3-3.規制緩和の結果として11月の大気汚染は去年より悪化

 11月の大気汚染は昨年より悪化したのは事実であり、北京PM2.5濃度で見れば54%も悪化している。ただし、①大気環境改善のトレンド、②気象条件――を見る必要がある。

 大気環境改善のトレンドで見れば、11月の北京PM2.5濃度で見れば、ここ数年で今年は昨年に次いで2番目に低い。

201511月北京PM2.5濃度118µg/㎥ 

201611月北京PM2.5濃度100µg/㎥ 前年比15.3%減

201711月北京PM2.5濃度46µg/㎥ 前年比54%減

201811月北京PM2.5濃度71µg/㎥ 前年比54%増

 

 大気汚染における気象条件の寄与率は23割と言われている。昨年の大気環境改善は、昨年の気象条件が異常に良かったためであり、むしろ例外ととらえるのがよいであろう。

 

4.むしろ大気環境規制は強化される

 一刀両断規制を禁じたため、去年から大気汚染総合対策攻略行動を実施している京津冀周辺地域だけは緩和に感じると思われる。自社への生産停止指示も、サプライヤが生産停止して納入できなくなる事態も少なくなっている。

 ただし地域別には、京津冀周辺地域だけでなく、全国で大気汚染総合対策攻略行動を導入した。国家重点地域である長江デルタ(上海、江蘇、浙江、安徽)、汾渭平原(陝西、山西の一部)はもちろん、それ以外の広東省、四川省などでも幅広く実施することになった。
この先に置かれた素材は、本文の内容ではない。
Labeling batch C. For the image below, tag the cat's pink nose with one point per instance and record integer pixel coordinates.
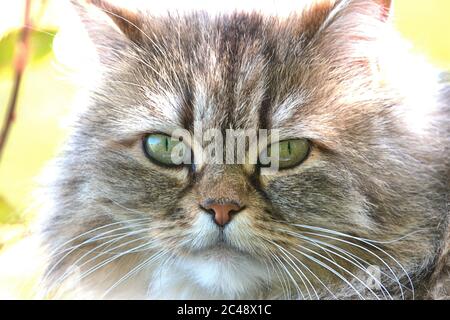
(222, 211)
これにより、昨年の京津冀レベルほどではないが、今年は京津冀以外の地域で大気汚染規制がかなり厳しくなったと感じられるはずである。

 これを感覚的にイメージ化したものが下図である。

20181210154400_2



 今までは製造業では生産工程やボイラに対する大気汚染規制がメインであったが、今年からは(社員)食堂油煙排出、非道路移動機械(エアコンプレッサ、フォークリフト等)排気ガス、非重点企業へのVOC規制など、よりきめ細かい大気環境規制を導入することになる。

 中国の環境規制への本気度は留まるところを知らず、例えば今年7月には天津市人民政府が、市内に約300ある工業団地・開発区・情報集積エリアのうち、環境対策で約1/3を取り潰すという通達を出した。

http://www.tj.xinhuanet.com/news/2018-07/07/c_1123091539.htm

 2018年には土壌汚染防止法を制定し、固形廃棄物環境汚染防止法を改定し、地方大気汚染防止条例を一斉に改定し、2020年までには国家大気・廃水総合排出基準を改定するなど、環境規制はますます強化・最適化される見込みである。地方でも行政機構改革が波及し、権限が強化された生態環境庁(局)が次々と発足している。

 したがって、環境規制の趨勢を正しくとらえて正しく対処し、「景気対策で大気環境規制を緩めているから自社の環境対策も緩めてよい」という間違った考えにとらわれず、環境対策を継続的に強化し、環境リスク対策を強化していくことが重要である。